The method I favor shuns the traditional numbers-based FRAT in favor of a more process-oriented approach that is still simple to use. It involves the simple and familiar PAVE acronym (Pilot, Aircraft, Environment, External pressures) for risk identification and assessment and the equally simple but less familiar TEAM acronym (Transfer, Eliminate, Accept, Mitigate) for risk mitigation. I’ve covered these terms before in this journal (Train to Mitigate Risk, September 2010, and A Tale of Two Pilots, May 2012), so I won’t cover them in detail again today.
In this case your FRAT becomes a list rather than a score. Using PAVE, you list and categorize all the hazards and associated risks you identified in pre-flight planning, and assess them according to their likelihood and severity using the assessment matrix previously discussed. You will then list the results of the risks in terms of “low” (WHITE), “medium” (GREEN), “serious” (YELLOW) and “high” (RED). In the final column of this list worksheet, you specify the mitigating action you will take to reduce the risk to “low” or “medium.” With practice, this process becomes easy and eventually could become intuitive enough that you could dispense with the worksheet. That said, my advice is to always use a worksheet: It doesn’t have to be pretty and could be some simple, scribbled notes on your flight-planning document.
In-Flight Risk Management
Risk management is a continuous process that must be accomplished as each flight progresses—it is not just an exercise in pre-flight planning. Regardless of the phase of flight, the principles are the same: identify, assess, and mitigate.

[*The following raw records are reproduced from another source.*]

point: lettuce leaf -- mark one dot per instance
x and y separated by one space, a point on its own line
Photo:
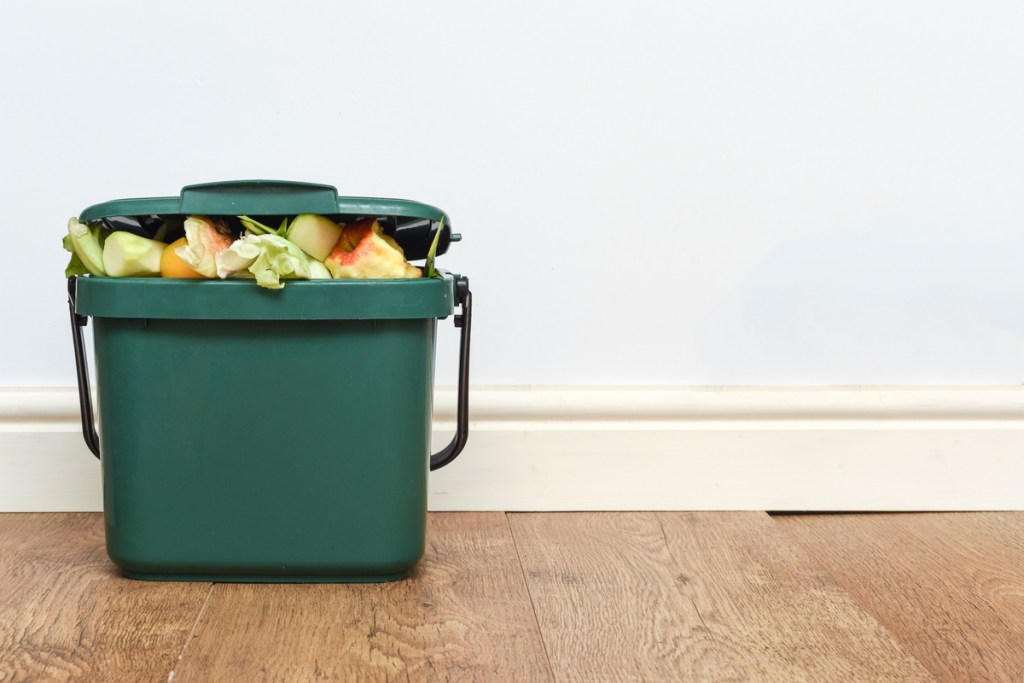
75 265
270 258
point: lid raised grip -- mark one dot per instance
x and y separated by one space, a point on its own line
258 198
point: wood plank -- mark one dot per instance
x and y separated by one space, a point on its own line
950 587
66 613
673 596
773 608
603 589
464 614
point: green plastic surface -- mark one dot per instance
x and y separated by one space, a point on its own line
262 198
264 451
242 299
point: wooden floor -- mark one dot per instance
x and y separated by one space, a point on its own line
643 596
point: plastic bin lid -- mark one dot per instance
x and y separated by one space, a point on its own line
284 198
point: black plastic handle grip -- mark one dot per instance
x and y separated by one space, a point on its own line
464 321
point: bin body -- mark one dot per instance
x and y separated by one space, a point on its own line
270 436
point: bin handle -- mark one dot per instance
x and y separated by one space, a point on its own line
84 394
464 297
438 460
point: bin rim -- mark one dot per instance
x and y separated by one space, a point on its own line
158 298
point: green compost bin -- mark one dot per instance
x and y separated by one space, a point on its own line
256 435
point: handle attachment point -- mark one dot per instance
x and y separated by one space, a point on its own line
463 321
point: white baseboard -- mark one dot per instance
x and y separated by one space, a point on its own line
643 449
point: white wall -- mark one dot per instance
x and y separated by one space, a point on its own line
679 193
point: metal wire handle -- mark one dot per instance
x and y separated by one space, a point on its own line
464 321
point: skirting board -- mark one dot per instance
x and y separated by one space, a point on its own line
643 449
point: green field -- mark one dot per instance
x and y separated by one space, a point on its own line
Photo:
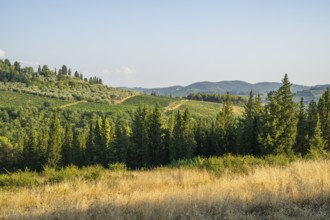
167 104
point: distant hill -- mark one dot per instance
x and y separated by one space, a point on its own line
62 83
236 87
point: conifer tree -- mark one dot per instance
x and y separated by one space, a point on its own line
90 147
122 141
67 156
250 126
30 151
156 137
106 138
324 111
138 151
55 142
301 145
225 128
280 121
317 143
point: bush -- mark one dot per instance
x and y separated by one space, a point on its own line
117 167
19 179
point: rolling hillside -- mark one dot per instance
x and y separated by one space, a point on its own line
236 88
10 99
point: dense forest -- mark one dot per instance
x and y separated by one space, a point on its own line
37 137
62 83
219 98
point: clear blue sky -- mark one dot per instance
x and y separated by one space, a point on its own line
172 42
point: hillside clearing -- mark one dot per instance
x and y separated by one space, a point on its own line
74 103
298 191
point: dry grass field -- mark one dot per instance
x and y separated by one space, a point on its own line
300 190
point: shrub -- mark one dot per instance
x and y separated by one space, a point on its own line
117 167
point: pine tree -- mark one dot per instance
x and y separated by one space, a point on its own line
301 145
122 141
324 111
225 128
317 143
106 138
55 142
156 137
90 147
67 156
138 152
249 128
30 151
100 153
280 121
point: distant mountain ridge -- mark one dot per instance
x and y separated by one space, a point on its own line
235 87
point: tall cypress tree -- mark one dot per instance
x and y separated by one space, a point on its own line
138 151
250 126
301 145
324 112
225 128
317 143
55 142
156 137
280 121
106 138
67 156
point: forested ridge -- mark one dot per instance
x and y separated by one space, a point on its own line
37 137
59 83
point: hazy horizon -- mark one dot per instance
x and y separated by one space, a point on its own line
166 43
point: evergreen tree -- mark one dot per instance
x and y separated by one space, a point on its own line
30 151
100 153
280 121
249 128
183 144
122 141
225 128
64 70
55 142
317 143
301 145
67 148
312 112
138 152
156 137
90 147
324 111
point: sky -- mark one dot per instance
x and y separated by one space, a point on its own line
144 43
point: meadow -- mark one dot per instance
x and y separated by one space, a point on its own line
262 190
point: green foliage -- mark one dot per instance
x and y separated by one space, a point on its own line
218 98
19 179
117 167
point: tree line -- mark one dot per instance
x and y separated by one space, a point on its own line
218 98
15 73
149 138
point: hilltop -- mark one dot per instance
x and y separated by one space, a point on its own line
236 87
61 83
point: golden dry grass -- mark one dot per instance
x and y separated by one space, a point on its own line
299 191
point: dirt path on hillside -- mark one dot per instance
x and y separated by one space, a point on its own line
174 105
117 102
73 103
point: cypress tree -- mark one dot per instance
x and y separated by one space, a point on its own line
317 143
67 156
280 121
106 138
138 152
225 128
324 111
156 137
301 145
55 142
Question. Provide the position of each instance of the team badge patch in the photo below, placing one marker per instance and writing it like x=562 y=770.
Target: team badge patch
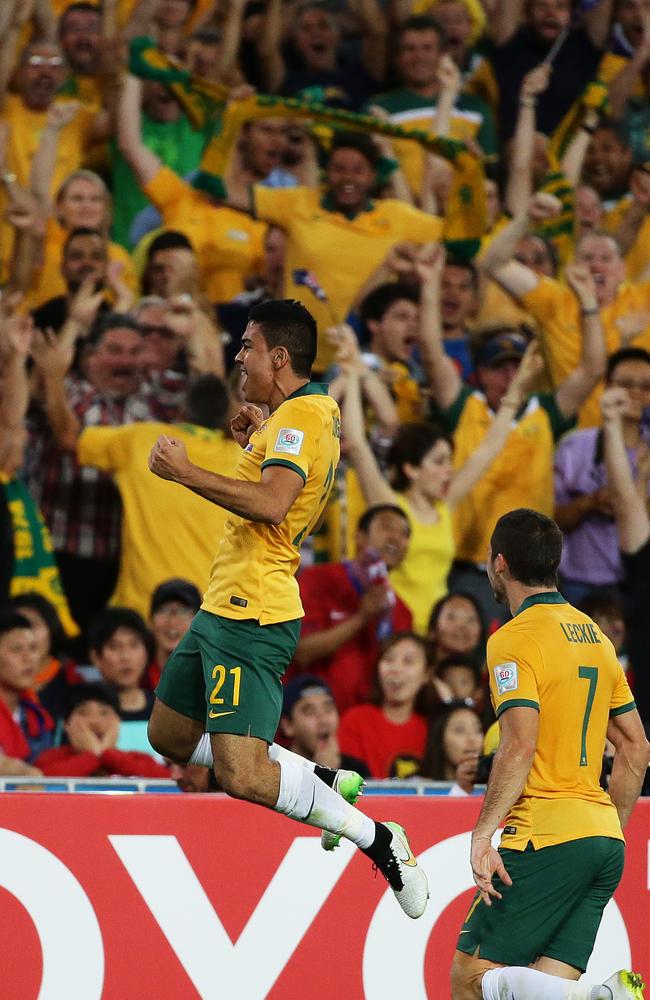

You probably don’t want to create lists while you’re flying, but using the risk assessment you created before takeoff is a start, whether it was a completed FRAT, a simple list with mitigation or some notations on your other pre-flight documentation. You will want to continue to monitor the risks you identified before takeoff. Some of them may have increased in severity and/or likelihood while others may have decreased or disappeared. In addition, new hazards and risks are likely to appear during the flight and you must identify, assess and mitigate them, also.
Using a FRAT will not magically resolve or reduce your risk management responsibilities. They can be a useful tool in organizing your approach to this important task, however. Regardless of whether you use a FRAT or not, you should always develop your risk management skill set and recognize it as a critical part of maintaining safe operations. The following steps will help:
• Take a risk management course.
• Use a FRAT or follow another systematic approach to identify, assess, and mitigate risks during pre-flight planning and continuously during the flight.
• Always be cognizant of how you can further mitigate the risks you have identified. Be suspicious of a low-risk “score” on a FRAT that may be camouflaging a risk area that doesn’t fit the boxes neatly.
By the same token, don’t meekly settle for the risk “score” your FRAT delivers. In most cases, you will be able to mitigate risks to a more acceptable level and confidently launch or continue the flight.